Entramos na Semana Santa, mas alguma coisa se perdeu ao longo do tempo. Há trinta anos estava certo de que não comeria no almoço outra coisa senão peixe. Na época odiava peixe, mas não tinha conversa, era questão de “vida ou morte”. Quebrar as regras alimentares desse período do ano poderia atrair maldição sobre nossa família. Então me virava como podia.
Era uma semana para um upgrade na religiosidade carcomida e embolorada. As preces eram mais intensas e freqüentes, a prática da esmola era mais pródiga, as visitas à igreja eram quase que diárias e, sobretudo, era um tempo de fisionomias abatidas para dar a impressão de maior piedade.
Não podemos esquecer a oportunidade de reunir a família dispersa para tomar muito vinho de péssima qualidade e nivelar as informações sobre lutas, dissabores e amenidades vividas por cada um.
Hoje eu adoro peixe, meu protestantismo de missão solapou a mística dos rituais (que pena!!!) e já não me desloco para a casa dos meus pais com outros irmãos. Entretanto o que me concerne de maneira especial é que a Semana Santa aponta para a Cruz. Não a cruz mineralizada em adereços com fins estéticos, nem a cruz amuleto ostentada no peito e nas paredes. Falo da cruz enquanto proposta de seguimento de Jesus. A cruz como marco e destino daquele que ousa caminhar na companhia do Galileu. A cruz que projeta sua incômoda sombra sobre aqueles que buscam a comodidade.
Esses deveriam ser dias de confrontar nosso cristianismo sem discipulado. Temos cara de cristãos, falamos como cristãos, nos vestimos como cristãos, freqüentamos lugares cristãos e nos denominamos como tais; só não seguimos a Cristo. Em nosso cristianismo não há lugar para o exercício da misericórdia que tanto marcou a trajetória de Jesus. Não temos tempo para interromper nossa vida demasiadamente atarefada para perguntar por quem nos tocou em busca da nossa ajuda. Não nos parece sensato desviar o foco do sucesso para conceder a um pai angustiado diante das cadeias do seu filho a oportunidade de contar a sua história. Não queremos ouvir.

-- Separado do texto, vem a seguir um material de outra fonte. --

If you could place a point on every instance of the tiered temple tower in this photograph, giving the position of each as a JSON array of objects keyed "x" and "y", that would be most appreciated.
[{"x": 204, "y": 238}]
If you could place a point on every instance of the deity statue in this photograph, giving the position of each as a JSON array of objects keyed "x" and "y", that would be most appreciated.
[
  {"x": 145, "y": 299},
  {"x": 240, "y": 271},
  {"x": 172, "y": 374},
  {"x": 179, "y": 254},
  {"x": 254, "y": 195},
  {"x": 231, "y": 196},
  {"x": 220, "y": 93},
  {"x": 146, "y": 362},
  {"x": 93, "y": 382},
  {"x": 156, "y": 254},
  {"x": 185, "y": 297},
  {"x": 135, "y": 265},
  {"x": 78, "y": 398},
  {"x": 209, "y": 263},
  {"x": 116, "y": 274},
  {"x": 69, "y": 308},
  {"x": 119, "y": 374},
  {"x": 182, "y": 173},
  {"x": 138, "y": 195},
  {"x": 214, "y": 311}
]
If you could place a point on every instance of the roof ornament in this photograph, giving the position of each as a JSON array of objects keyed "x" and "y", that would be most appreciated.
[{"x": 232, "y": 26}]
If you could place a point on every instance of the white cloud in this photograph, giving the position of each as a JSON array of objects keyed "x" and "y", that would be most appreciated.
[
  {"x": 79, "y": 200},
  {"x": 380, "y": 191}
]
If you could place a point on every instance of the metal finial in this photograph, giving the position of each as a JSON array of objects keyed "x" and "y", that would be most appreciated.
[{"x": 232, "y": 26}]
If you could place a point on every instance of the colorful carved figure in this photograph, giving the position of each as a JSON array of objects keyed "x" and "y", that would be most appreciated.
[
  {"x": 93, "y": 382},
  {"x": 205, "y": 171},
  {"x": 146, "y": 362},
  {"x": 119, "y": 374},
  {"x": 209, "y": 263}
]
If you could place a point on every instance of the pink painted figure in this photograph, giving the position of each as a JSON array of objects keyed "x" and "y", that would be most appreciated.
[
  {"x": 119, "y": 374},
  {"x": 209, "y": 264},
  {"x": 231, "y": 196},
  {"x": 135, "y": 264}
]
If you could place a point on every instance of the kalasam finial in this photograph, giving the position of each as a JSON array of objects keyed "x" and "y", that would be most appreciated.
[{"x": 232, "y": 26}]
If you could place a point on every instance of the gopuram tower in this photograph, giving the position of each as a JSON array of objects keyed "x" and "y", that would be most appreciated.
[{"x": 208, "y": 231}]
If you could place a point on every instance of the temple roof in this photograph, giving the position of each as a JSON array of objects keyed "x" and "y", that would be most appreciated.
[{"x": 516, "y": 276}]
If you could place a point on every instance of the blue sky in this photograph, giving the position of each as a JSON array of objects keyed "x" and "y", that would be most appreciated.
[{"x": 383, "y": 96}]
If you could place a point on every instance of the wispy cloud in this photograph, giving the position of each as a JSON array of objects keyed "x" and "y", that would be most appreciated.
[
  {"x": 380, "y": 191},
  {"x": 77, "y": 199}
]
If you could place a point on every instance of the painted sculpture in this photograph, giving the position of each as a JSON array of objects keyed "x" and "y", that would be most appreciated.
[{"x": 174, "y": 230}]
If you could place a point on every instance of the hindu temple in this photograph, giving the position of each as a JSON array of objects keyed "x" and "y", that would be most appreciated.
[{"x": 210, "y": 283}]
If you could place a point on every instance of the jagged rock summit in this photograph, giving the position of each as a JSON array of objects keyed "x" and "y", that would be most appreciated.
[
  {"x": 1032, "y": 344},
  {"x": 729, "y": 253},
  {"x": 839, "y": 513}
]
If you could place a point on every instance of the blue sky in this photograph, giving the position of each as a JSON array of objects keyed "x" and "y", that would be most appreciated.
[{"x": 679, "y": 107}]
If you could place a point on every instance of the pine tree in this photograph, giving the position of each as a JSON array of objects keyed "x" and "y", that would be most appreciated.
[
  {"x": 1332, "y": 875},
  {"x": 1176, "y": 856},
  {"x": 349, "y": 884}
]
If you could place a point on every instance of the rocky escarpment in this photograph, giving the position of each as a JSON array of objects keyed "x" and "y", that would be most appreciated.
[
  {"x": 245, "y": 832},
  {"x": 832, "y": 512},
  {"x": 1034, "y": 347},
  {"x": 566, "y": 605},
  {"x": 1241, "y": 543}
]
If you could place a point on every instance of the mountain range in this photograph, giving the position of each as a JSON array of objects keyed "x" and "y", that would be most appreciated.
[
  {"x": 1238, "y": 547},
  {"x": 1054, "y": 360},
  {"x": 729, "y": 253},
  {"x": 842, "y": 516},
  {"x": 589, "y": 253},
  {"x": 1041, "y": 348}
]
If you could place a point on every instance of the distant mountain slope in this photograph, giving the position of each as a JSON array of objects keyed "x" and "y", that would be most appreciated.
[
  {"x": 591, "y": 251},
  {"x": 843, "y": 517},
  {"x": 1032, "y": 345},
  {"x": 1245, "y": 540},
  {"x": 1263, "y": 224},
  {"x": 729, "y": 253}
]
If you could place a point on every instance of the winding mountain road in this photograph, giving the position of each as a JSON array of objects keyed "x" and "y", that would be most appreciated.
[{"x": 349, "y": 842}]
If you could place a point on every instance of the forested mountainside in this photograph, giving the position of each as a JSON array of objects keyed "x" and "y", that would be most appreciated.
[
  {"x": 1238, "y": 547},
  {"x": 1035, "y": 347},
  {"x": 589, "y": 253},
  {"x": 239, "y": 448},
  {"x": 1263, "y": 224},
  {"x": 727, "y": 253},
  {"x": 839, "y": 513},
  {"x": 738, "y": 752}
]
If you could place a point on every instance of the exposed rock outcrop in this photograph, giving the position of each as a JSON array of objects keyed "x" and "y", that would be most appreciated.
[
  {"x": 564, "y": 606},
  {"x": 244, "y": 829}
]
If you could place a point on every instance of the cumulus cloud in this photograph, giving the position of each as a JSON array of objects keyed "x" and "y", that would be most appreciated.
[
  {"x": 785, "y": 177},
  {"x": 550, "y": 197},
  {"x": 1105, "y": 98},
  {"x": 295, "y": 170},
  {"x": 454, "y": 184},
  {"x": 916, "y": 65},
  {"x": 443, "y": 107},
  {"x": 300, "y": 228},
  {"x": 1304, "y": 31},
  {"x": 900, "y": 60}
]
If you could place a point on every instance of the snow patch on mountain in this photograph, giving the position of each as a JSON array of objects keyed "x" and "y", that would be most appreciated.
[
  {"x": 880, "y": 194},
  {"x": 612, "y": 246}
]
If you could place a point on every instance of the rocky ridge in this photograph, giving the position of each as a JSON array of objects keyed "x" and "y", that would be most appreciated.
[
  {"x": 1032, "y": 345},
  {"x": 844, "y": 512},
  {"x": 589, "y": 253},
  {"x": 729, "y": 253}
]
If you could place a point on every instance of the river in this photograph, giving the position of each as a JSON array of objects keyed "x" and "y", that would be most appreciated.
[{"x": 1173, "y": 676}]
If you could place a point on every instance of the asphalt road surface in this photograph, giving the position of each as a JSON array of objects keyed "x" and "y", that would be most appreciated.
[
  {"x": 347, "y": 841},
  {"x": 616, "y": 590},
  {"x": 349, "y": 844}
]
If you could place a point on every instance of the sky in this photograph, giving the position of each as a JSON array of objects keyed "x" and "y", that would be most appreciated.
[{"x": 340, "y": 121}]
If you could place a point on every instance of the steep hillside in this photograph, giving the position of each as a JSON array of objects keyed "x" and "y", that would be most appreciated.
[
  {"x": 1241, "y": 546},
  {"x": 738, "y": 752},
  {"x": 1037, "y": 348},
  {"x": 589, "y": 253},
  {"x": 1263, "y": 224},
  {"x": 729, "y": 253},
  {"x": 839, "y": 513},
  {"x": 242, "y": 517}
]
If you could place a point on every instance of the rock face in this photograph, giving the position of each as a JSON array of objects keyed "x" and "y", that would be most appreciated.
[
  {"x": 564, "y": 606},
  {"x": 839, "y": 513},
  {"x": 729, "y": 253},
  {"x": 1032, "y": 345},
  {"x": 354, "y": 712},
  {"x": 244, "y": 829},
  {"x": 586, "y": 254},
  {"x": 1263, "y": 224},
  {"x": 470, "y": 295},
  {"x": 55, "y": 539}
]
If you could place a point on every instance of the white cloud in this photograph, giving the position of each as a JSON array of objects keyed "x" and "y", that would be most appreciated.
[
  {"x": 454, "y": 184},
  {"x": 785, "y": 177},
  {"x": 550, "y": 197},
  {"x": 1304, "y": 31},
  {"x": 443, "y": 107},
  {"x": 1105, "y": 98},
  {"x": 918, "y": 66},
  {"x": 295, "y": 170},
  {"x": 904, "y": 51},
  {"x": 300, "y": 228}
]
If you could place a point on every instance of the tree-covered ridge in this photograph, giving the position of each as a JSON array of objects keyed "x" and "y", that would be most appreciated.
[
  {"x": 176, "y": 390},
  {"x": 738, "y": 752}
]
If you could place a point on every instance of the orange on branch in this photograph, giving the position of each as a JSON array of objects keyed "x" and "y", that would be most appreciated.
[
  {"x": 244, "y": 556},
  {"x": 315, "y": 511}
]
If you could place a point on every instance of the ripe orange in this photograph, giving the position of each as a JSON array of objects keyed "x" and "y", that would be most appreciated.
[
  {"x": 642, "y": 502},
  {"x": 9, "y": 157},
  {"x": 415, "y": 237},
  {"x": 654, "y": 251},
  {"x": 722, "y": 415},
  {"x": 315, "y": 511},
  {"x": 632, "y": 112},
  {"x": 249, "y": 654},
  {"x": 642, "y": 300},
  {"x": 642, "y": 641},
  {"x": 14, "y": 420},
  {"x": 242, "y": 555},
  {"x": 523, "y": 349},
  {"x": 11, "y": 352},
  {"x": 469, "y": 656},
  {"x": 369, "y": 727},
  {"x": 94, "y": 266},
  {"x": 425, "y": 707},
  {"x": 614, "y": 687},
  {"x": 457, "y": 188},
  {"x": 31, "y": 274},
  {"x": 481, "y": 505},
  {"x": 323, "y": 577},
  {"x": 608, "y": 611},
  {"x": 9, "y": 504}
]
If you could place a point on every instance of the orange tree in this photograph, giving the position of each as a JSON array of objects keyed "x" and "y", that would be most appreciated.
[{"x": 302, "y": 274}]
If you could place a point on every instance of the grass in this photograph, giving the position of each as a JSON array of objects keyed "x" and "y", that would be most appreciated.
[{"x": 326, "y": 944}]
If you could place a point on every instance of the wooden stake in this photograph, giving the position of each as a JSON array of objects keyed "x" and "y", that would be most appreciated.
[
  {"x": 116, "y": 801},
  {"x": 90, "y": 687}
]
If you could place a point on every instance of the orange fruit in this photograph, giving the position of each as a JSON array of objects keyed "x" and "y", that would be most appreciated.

O nosso cristianismo transformou-se numa proposta de vida cômoda. Ignoramos, convenientemente, os alertas de Jesus a respeito da realidade conflituosa que aguarda o discípulo. Confundimos paz com comodidade. “Deixo-vos a paz; a minha paz vos dou. Não a dou como o mundo a dá”. Com estas palavras Jesus ressaltou o abismo que separa os modelos de paz propostos. A paz que o mundo nos propõe é baseada na ausência de conflitos e completamente horizontalizada. São belas paisagens, natureza harmoniosa e relacionamentos pacíficos. A paz que Jesus nos propõe é baseada na reconciliação com Deus; portanto, prioritariamente verticalizada. É a transformação operada na realidade de homens e mulheres que passam de inimigos de Deus em seus amigos. Quem desfruta da paz do mundo ainda continua inimigo de Deus, pois o mundo odeia a Deus. Quem goza da paz com Deus, tem o mundo como um espaço hostil. O discípulo se sente desconfortável na realidade presente.
O nosso cristianismo perdeu a veia revolucionaria e passou a ser mantenedor do status quo. Circula confortavelmente nos corredores do poder e, muitas vezes, a ele se alia para perpetrar injustiças e malignidades. Confundiu o antigo com o imutável, o difícil com o impossível, o doméstico com o público e a fé com a crença.